JS: We’re not like grabbing a Les Paul and thinking, “Does Rolling Stone want this guitar on the album? Oh, no Pitchfork is really fucking picky, what should we do for them?” We don’t think like that. No one thinks like that. If they do, they’re probably going to make a shitty record.
MF: Beneath the Eyrie was recorded at Dreamland Recording Studio with Tom Dalgety once again producing. How would you characterise the recording of this album in contrast to earlier Pixies records?
JS: I don’t know how many songs were put together in the studio, fresh – I think there were four or five – so it would stand to reason that we were gelling, we really were on stride creatively. The producer already had 12 songs in mind. We already had the material to record an album and consequently, four or five songs were tossed out of that original demo.
So you can deduct that we were a band that could work together without any stress and without any egos in the way to put together the new songs. We were communicating.
MF: This is the second album to feature Paz on bass. She officially joined in 2016 and made a creative contribution to Beneath the Eyrie. Has the dynamic changed much since she entered the picture?
JS: It’s different. It’s got a different vibe than we had before. Obviously the difference is positive. Paz has definitely contributed to injecting joy into the creative process.
MF: Pixies albums aren’t po-faced or impenetrably solemn, but there is a sense that you’re very serious about your work and that a feeling of tension would mark the recording sessions. Is the injection of joy into the creative process a novelty?
JS: Back in the latter albums that we were recording as the Pixies, pre-breakup, it got uncomfortable. From Bossanova and Trompe le Monde, the only communication we had was people would come in – Charles would come in, listen to a guitar part, he goes, “oh that’s great [or] nope, gotta do it again.” And I was like, “ok, oh fine.”
You go into the studio: “what did he say? What do people think about this?” And I’d say, “well we’ve gotta kind of change it.” And that person was hardly around, but now people are around. There’s an easier line of communication.
MF: The album is preceded by information about you entering a rehab facility in 2016 to deal with problems relating to alcohol abuse. Did that have a tangible impact on your contributions to this record?

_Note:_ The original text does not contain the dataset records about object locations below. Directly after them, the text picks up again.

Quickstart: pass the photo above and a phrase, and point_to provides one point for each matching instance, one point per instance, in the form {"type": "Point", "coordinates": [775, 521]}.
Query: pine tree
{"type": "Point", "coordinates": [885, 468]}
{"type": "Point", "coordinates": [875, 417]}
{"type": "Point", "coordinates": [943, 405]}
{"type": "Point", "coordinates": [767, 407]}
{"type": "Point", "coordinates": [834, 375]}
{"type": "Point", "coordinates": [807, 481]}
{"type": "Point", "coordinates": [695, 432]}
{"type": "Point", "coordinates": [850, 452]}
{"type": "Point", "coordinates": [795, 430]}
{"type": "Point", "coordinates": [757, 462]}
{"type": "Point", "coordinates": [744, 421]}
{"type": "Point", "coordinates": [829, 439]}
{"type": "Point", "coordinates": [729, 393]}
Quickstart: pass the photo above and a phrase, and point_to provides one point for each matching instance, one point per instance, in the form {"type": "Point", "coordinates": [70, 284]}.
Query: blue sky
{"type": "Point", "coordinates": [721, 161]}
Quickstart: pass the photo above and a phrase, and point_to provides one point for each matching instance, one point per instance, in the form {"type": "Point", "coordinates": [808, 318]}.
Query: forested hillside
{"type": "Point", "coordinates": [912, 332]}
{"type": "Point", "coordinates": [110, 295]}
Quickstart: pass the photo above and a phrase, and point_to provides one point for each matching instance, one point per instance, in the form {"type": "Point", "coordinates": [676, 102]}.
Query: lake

JS: My thought process is better. I dealt with external stuff better. Studio-wise I really never had a problem in it. It wasn’t like, “Is he going to show up?” I was never like that. It was more the way I dealt with the problems outside. My thinking was really, really screwed up. I didn’t know that until I entered rehab. It was like, “Oh fuck, man.” My thoughts were haunted.

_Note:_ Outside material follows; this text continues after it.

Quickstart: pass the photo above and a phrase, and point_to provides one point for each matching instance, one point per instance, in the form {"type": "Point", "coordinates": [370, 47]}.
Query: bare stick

MF: Pixies albums have always been textually layered, incorporating macabre imagery, Spanish language and immersive storytelling. Do you keep learning things about Pixies songs long after they’ve been written and recorded?

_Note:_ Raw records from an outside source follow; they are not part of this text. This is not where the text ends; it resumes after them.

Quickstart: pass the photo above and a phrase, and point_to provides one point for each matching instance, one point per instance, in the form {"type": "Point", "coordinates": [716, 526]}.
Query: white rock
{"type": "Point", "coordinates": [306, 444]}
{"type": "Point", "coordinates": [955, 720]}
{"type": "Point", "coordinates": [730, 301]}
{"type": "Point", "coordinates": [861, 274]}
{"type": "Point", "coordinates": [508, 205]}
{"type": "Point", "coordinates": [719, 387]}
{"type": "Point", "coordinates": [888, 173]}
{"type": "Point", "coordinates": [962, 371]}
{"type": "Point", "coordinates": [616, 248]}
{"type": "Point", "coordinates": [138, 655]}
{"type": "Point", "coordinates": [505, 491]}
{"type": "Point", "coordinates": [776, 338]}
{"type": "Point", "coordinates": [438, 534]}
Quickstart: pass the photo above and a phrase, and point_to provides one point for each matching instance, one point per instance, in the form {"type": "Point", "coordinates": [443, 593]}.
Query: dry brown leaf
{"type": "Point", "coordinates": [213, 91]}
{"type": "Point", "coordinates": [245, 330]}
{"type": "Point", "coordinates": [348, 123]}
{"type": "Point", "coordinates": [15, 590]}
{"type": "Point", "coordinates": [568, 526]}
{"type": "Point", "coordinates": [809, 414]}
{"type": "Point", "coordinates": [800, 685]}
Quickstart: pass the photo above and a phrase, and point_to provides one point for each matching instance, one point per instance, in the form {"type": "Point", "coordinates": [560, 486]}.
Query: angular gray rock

JS: It’s different being a band member than a journalist and a fan. It’s more compartmentalised for me. Paz, the producer and Charles would flesh out the lyrics and stuff. I don’t see why I would put my hands on the steering wheel. I have my own set of work to do, which is guitar parts or textures. So lyrically, it’s like a private moment. It’s not my job. I’m not the brother that’s going to go into my brother’s diary.
Sometimes [Charles explains it to me]. Sometimes he gets excited about a subject and says, “Listen to this. Oh my god, it’s about this stuff.” Other times there’s no explanation. This time around he does explain it and I go, “Holy shit, really? It’s about that? I had it all wrong.”
MF: You’re coming to Australia to perform Come On Pilgrim and Surfer Rosa in full. They’re now over 30 years old and a lot has changed for Pixies in that time. Your setlists always include songs from these records. How do you keep them feeling fresh and exciting?
JS: There’s more history to go on now. There’s more things we could draw on, experiences to draw on. We take it now, like, “Oh I did this before. Nah, it’s time to do something new.” We have the past to draw on, but we’re always in the moment anyway. What is the song? What does it serve? What do we do with it? It’s more in the moment, like back then was in the moment.